Eugenio Antonio
flores
Gómez
representaba unos cuarenta y seis o cuarenta y siete años, vestía de paisano,
con traje de casimir muy usado, polainas negras, y de uno de los ojales de su
chaleco colgaba un cordón, a cuyo extremo ataba un pito de plata de pequeñas
dimensiones. No usaba insignia alguna, y sólo en la chapa del cinturón de su
machete se veían grabadas las armas de la titulada República. Su tipo es militar,
de buena estatura, delgado, algo calvo, y entonces usaba bigote y perilla con
algunas canas. Su carácter es franco, y como buen español, aunque él sea un español
malo y reniegue de serlo, toma pronto confianza y discute con calor, sin
traspasar los límites que la buena educación señala.
Vicente García, que también vestía de paisano,
con traje de dril crudo, polainas negras, sombrero de jipijapa como todos los
que estaban en la guerra; representaba de cuarenta y cinco a cincuenta años,
muy alto, robusto, de cabellera poblada, de un color claro; usaba bigote; su
carácter era retraído, hablaba poco, por más que con nosotros estuvo sumamente
cortés.
Por la indumentaria del Presidente y de Gómez
se puede colegir la del resto de las fuerzas allí acampadas, y en cuanto a la
tropa, estaban tan destrozados los pantalones que muchos usaban, como único
traje, que pedían a gritos su reemplazo.
No faltaban en el campamento familias, y
aquellas mujeres y aquellos niños carecían de la más necesaria ropa para
cubrirse, siendo frecuente encontrar criaturas anémicas, cuyo pálido color se asemejaba
al de los muertos. Era un espectáculo triste, y sin embargo, las mujeres
jóvenes reían y cantaban, ya la caída de la tarde se bailaba algún danzón mientras
uno tocaba el acordeón, rascaba otro el güiro y tarareaba una preciosa guajira
alguna hermosa camagüeyana de ojos de fuego.

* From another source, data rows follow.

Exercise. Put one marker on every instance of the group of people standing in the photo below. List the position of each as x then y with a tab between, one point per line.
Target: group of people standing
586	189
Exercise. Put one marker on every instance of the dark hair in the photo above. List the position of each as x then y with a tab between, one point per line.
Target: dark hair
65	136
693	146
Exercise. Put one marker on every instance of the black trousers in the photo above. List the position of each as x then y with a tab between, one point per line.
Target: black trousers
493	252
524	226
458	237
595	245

Máximo Gómez se indignaba ante estas manifestaciones
de alegría, y paseando al anochecer por el campamento en nuestra compañía, no
pudo menos de decirnos:
-«Me avergüenzo de que vea usted esto; estamos
acabando, si no hemos acabado ya, y esta gente baila como si celebrara un
fiesta.» De noche, en su tienda,
mostrábase muy animado a regresar a Santo Domingo, donde su familia debía estar
ya esperándole, y una noche nos dijo:
-«Hemos hecho la guerra como salvajes hasta
que llegó su General de usted. Las variaciones que él hizo en el procedimiento,
soltando prisioneros y dándoles dulces, no se ofenda, más que el éxito de las
armas, nos han conducido a este estado. Mañana se celebrará el plesbicito que
ha de resolver de la paz o de la guerra; pero si fueran tan insensatos que
votaran la guerra, no durará un mes, y los que queden serán macheteados por
nuestras mismas fuerzas, que en su inmensa mayoría se irán con Martínez Campos
donde él las lleve.
Por mi parte, he hecho cuantos esfuerzos han
estado en mi mano, se lo declaro a usted, por contener este movimiento de la
opinión, porque aquí, ni la Cámara ni nosotros valemos nada: el pueblo quiere
la paz, y la habrá.
Cuando me enteré que su General de usted
soltaba a los prisioneros, llegué, en cumplimiento de lo que entiendo mi deber,
a ordenar a unas fuerzas de mi confianza que esperaran unos cuantos que suponía próximos a
presentarse, para que les dieran muerte, dejando sus cadáveres en el campo y
haciendo pasar mi columna seguidamente por allí, para que todos creyeran que
ustedes los habían matado al irse a presentar; y entonces dije a los míos:
estos son los dulces que da Martínez Campos a los que se le presentan.»
En la oscuridad de la noche los ojos de aquel
hombre brillaban, y pudimos conciliar el sueño porque estábamos muy necesitados
de él, pero los horrores que quedan referidos eran bastantes para no dormir
bien.
En otra ocasión, hablando de la disciplina
militar, que Gómez entendía a su modo, nos refirió que en un campamento, habiéndose
tocado silencio, oyó que alguien hablaba. Era un oficial; le reprendió, y como
continuara charlando, por tercer aviso le descerrajó un tiro de revólver,
dejándole muerto.
Tales procedimientos estaban muy en relación con
la manera de ser de aquellas fuerzas, donde al grito de la libertad se ejercía
la más terrible de todas las tiranías, demostración de lo que sería en la paz
el gobierno de aquellos hombres si hubieren triunfado.
La guerra de Cuba, apuntes para la historia. 1895.